If you can’t repay the loan on time, some payday lenders offer a rollover to delay repayment for another pay period. Not all states allow rollovers, and this option costs an additional fee.
Are instant loans a good idea?
In most situations, instant loans are not a good idea and should be avoided if possible. According to the St. Louis Federal Reserve, the average payday loan interest rate is 391% for the first two weeks. It’s easy not to realize how much you’re paying in fees.
For example, paying an extra $60 later seems doable if it means getting $400 today. And don’t think that the rollover feature offered by some lenders is a lifesaver either.
In the same example, a rollover for another two-week payment extension may cost $60 on top of the $460 in principal and fees you already owe. Now you will have paid $120 to borrow $400 over four weeks.
According to the Consumer Financial Protection Bureau, more than 80% of borrowers renew their payday loan or get another loan within 14 days. If your budget was tight to begin with, it might be difficult to repay the loan and tempting to initiate multiple rollovers until fees increase.
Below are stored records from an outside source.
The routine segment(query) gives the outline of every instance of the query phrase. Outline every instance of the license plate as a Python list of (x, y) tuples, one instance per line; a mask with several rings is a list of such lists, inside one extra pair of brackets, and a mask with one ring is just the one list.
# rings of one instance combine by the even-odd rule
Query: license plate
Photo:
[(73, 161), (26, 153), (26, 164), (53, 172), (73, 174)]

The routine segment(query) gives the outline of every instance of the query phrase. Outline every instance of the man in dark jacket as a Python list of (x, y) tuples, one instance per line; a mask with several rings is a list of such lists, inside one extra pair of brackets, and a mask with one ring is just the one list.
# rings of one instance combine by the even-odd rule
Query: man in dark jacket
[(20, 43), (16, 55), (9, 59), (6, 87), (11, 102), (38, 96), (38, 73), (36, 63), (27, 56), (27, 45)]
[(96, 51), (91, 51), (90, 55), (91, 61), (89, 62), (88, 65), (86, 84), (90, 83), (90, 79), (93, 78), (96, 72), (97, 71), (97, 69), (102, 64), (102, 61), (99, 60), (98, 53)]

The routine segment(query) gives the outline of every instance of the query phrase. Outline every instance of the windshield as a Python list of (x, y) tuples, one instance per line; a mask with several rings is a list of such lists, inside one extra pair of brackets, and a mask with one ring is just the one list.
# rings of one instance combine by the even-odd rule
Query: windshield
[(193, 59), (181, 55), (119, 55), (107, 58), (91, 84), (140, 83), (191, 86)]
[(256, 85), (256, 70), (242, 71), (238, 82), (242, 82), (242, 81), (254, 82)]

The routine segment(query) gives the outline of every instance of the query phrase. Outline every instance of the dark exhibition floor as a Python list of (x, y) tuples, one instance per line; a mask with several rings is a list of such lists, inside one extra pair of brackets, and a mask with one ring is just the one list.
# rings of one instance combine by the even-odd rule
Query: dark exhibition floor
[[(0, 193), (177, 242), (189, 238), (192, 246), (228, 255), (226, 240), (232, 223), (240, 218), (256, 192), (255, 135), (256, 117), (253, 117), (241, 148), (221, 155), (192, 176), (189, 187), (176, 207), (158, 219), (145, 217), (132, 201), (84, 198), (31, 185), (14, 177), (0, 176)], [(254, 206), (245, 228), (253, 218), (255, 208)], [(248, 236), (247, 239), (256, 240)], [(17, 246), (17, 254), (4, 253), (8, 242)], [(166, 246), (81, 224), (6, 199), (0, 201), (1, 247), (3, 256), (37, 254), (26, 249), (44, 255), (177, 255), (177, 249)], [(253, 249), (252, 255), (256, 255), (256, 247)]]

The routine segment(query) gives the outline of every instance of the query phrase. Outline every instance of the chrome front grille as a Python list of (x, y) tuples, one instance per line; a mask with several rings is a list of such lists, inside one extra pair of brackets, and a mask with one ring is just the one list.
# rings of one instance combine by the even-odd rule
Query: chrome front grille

If your loan is in default, debt collectors can report it to the credit bureaus and your credit will suffer. Collection agents can also sue you to recover overdue funds. If the court rules in their favor, your wages could be garnished.
Alternatives to instant loans
Before going ahead with an instant loan, ask yourself if you have gone through all the alternatives. Here are some ideas to explore first:
- Negotiate a payment plan. Contact your creditor or repairer to explain your financial situation and see if they offer reduced payment plans.
- Personal loan for bad credit. Although this option also comes with high interest rates, they are still considerably lower than payday loan fees. Moreover, most personal loans offer longer repayment periods.
- Family and close friends. Ask family members and close friends you trust if they are willing to give you a short-term loan. Make sure you’re both clear about interest and repayment expectations.
- Talk to a nonprofit credit counselor. For a long-term solution, discuss your debt options with a nonprofit credit counseling agency, such as the National Foundation for Credit Counseling. They can help you with a debt management plan so you can be prepared for unexpected expenses.
Instant loans are not an ideal solution when a big expense surprises you. If you can, consider the alternatives before incurring unnecessary costs through a payday loan.
If you think an instant loan is really your only recourse, read your state’s payday loan regulations. States impose maximum loan amounts, restrictions on fees and rollovers, and other requirements on payday lenders to discourage predatory lending practices.